I have no desire to buck the trend, nor do I want to join the herd and do the expected. So no formal list of resolutions for me.

Instead I want to take a peek at how I’m framing my world and see whether or not I need to tweak a few things.

Here’s what I mean: A few weeks ago I had a conversation that went like…

“If you could do anything you wanted what would it be.”

Of course I took the “if you won a ton of money and could drop out of the working stiffs day-to-day what would that look like?” approach.My list probably looked a lot like yours. Travel more often and farther from home, learn new skills, be more self-sufficient, escape the rat race, buy a house, start a business, build a picket fence, buy an island, tell the spouse to quit her job; you know those kinds of knee jerk “gee I wish I could do that but I don’t have the cash” answers.

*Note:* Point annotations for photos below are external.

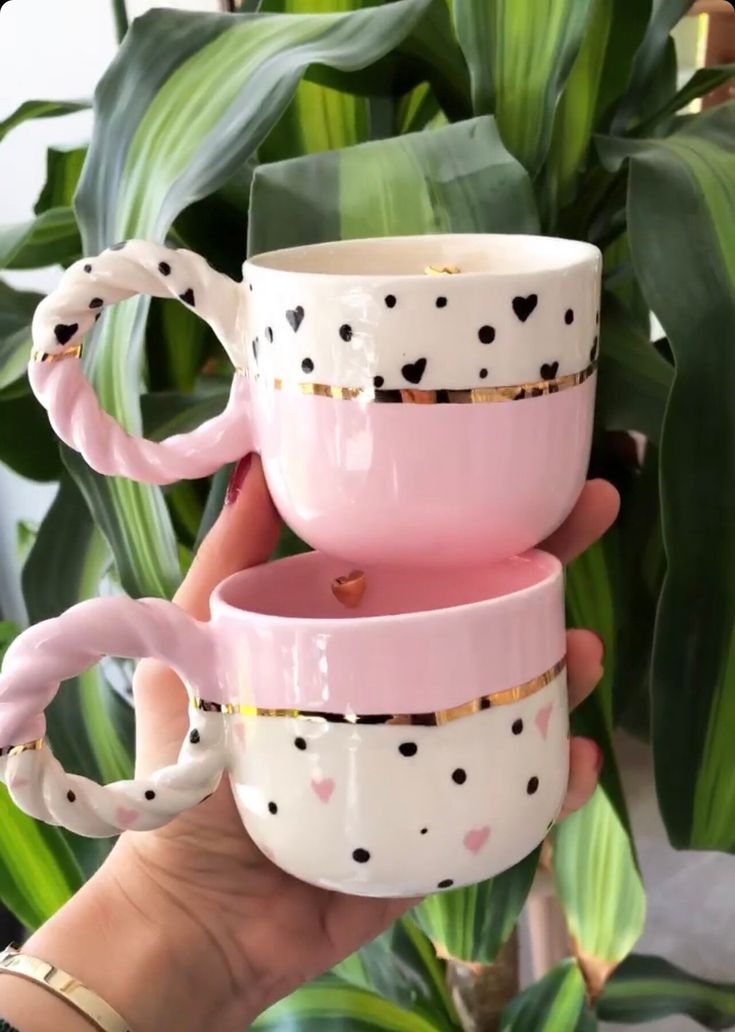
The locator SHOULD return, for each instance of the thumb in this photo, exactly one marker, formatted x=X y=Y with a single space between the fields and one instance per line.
x=244 y=535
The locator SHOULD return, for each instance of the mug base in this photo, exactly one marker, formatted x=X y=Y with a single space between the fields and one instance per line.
x=391 y=810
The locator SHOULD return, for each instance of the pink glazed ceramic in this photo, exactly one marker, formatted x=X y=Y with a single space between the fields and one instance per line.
x=403 y=418
x=295 y=698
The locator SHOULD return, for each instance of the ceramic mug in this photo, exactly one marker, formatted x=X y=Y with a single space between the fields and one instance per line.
x=415 y=743
x=403 y=418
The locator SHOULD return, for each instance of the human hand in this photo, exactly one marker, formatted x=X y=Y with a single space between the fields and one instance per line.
x=240 y=932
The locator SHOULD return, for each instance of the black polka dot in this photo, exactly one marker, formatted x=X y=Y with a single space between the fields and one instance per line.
x=63 y=332
x=548 y=371
x=414 y=371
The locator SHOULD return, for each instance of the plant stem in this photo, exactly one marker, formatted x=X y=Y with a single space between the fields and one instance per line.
x=120 y=13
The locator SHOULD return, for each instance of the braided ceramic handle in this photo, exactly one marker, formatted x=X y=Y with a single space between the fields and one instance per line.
x=63 y=647
x=59 y=383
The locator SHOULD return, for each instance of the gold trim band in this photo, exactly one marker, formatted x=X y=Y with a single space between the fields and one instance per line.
x=16 y=750
x=426 y=719
x=472 y=395
x=73 y=351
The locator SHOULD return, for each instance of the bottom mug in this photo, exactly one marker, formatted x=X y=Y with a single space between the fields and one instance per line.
x=386 y=749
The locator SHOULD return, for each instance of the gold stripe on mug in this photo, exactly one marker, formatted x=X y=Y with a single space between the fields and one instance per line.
x=16 y=750
x=504 y=698
x=470 y=395
x=73 y=351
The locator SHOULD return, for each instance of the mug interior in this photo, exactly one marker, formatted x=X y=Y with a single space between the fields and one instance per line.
x=299 y=587
x=496 y=254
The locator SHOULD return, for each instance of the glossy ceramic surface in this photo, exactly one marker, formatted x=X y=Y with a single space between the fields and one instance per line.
x=380 y=721
x=391 y=407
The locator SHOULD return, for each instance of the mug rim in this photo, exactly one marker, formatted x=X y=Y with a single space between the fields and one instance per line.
x=581 y=254
x=220 y=606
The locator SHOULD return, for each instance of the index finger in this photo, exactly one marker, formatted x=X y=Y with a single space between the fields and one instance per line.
x=595 y=512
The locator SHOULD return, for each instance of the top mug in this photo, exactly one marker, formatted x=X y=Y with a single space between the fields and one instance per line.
x=417 y=400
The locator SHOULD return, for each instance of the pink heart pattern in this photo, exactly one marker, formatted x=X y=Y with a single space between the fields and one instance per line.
x=475 y=839
x=125 y=817
x=542 y=719
x=323 y=787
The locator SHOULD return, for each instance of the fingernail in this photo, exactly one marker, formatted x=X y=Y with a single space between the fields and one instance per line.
x=234 y=485
x=599 y=760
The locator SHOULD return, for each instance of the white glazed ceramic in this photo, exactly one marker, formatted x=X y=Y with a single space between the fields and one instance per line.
x=414 y=743
x=403 y=418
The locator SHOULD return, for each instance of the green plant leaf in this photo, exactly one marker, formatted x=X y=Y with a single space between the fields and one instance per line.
x=681 y=204
x=556 y=1002
x=520 y=56
x=27 y=442
x=473 y=924
x=63 y=170
x=334 y=1005
x=646 y=989
x=634 y=380
x=51 y=238
x=599 y=887
x=38 y=872
x=457 y=179
x=651 y=55
x=39 y=109
x=576 y=113
x=170 y=146
x=702 y=83
x=17 y=308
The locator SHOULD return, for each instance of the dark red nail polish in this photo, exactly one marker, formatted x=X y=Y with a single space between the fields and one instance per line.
x=234 y=485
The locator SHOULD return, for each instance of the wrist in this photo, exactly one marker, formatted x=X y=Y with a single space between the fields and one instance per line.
x=146 y=955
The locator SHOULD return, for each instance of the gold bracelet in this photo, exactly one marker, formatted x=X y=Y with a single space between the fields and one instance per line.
x=65 y=986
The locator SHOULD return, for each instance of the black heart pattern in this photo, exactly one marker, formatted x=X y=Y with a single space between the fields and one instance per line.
x=294 y=318
x=414 y=371
x=524 y=305
x=64 y=333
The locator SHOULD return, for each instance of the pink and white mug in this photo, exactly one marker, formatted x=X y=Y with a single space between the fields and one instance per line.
x=403 y=418
x=413 y=744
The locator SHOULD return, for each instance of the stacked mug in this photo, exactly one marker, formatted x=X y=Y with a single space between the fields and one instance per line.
x=391 y=707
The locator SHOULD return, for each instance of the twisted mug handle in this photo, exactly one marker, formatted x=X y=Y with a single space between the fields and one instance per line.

What I should have done was more along the lines of a practical approach “1. given that you will work until you drop dead, and 2. that you want to live a long happy life, 3. what would that life look like?”

This concept blew my mind. Mostly because it’s taking me a while to put those pieces in place and figure out how to get what I want and what I need to gel into a way to live that provides some stability and comfort while allowing me room to grow and learn. I’m still working it out. I know what I don’t want which is some sort of start. I even have some ideas that sound good on paper, but wonder if in reality does it really work for me, or is the idea conceptually cool but feasibly improbable.

For instance, I’d love to buy a boat and do some sailing. Like dream trip sailing. Once in a lifetime take on passengers for the ride sailing, but I get motion sick like a big dog.  So… can I overcome a physiological urge so that I can do the thing I want, or is it wishful thinking? No idea.

I think the plan at least for this year is to evaluate all the possibilities then decide what’s potentially viable, and what’s in the pipe ready to smoke that goes nowhere but up in flames.

Meanwhile I’m making dark malty beer (for my own consumption) and attending college, learning a few new skills and racking up student loans.